Pioneering Net politico dies at 72

Harry Browne, two-time presidential candidate, blogger and host of Webcast promoting individual liberty, passes away.

Declan McCullagh Former Senior Writer
Declan McCullagh is the chief political correspondent for CNET. You can e-mail him or follow him on Twitter as declanm. Declan previously was a reporter for Time and the Washington bureau chief for Wired and wrote the Taking Liberties section and Other People's Money column for CBS News' Web site.
Declan McCullagh
2 min read
Harry Browne, the two-time presidential candidate who was a pioneer in using the Internet for political outreach, died on Wednesday, according to reports. He was 72.

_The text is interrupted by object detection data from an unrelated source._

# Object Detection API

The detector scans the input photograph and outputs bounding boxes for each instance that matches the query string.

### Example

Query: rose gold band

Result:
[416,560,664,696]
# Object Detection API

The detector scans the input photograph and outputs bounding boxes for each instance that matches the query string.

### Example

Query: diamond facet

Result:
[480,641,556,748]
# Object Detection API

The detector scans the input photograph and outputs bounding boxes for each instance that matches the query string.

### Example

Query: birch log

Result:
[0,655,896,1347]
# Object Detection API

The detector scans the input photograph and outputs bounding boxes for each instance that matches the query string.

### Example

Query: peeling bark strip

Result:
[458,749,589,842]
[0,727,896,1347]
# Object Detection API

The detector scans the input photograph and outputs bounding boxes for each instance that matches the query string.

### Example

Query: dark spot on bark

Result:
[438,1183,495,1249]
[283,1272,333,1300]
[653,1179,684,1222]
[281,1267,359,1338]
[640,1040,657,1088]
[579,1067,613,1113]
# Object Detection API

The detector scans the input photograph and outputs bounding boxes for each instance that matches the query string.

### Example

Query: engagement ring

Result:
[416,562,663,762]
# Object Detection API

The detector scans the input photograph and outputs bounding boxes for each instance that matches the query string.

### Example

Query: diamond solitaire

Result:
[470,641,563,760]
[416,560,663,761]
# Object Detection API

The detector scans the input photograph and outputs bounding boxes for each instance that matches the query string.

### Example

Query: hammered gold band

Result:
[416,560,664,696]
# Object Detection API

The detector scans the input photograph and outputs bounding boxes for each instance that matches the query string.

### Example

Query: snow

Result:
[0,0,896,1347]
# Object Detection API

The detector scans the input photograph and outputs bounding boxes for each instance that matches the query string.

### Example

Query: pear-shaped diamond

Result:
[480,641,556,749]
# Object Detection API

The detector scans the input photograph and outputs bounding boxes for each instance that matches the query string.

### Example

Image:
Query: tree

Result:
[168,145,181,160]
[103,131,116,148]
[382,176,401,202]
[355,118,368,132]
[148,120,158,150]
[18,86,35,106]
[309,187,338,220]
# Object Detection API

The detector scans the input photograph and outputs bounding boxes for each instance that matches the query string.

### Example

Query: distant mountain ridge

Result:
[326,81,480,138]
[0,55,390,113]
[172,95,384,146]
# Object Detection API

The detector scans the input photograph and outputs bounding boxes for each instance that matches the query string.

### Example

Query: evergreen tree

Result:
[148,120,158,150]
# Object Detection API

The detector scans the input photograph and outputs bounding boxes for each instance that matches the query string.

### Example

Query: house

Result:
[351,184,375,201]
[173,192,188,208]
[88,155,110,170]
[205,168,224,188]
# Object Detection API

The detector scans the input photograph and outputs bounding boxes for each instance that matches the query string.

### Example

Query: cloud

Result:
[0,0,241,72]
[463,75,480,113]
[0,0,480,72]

Browne was the Libertarian Party's nominee for president in 1996 and 2000 and co-founded DownsizeDC.org, a Web-based network of activists who campaigned for a smaller government. He also served as a director of the Free-Market News Network and hosted a weekly video Webcast for the organization, and contributed to the LewRockwell.com blog.

Harry Browne Harry Browne

Though Browne eventually turned to the Internet for libertarian activism, he first became known for his books. He wrote "How I Found Freedom in an Unfree World," which was well-received among free-market aficionados, but Browne's "You Can Profit from a Monetary Crisis" was what reached No. 1 on The New York Times bestseller list.

Lew Rockwell, president of the free-market Ludwig von Mises Institute, wrote in an essay on Thursday that after Sept. 11, 2001, Browne painstakingly "defended personal liberty against the surveillance state, less government against the homeland-security state and peace against the war on terror." An Internet-distributed essay that Browne wrote a day after those attacks said "it was only a matter of time until Americans would have to suffer personally" for their government's foreign policy missteps.

Browne's associates said he died after a long battle with Lou Gehrig's disease. DownsizeDC.org, the group he co-founded, said Browne is survived by his wife Pamela and his daughter Autumn. It has also posted its own obituary.

Browne's history as a presidential candidate was controversial. One contender for the 2004 nomination called Browne a "disgrace to the Libertarian Party," according to Liberty Magazine, because Browne pledged to spend the money he raised during the campaign on advertising--and instead spent it on personal travel, generous staff salaries and building a fund-raising base for future use.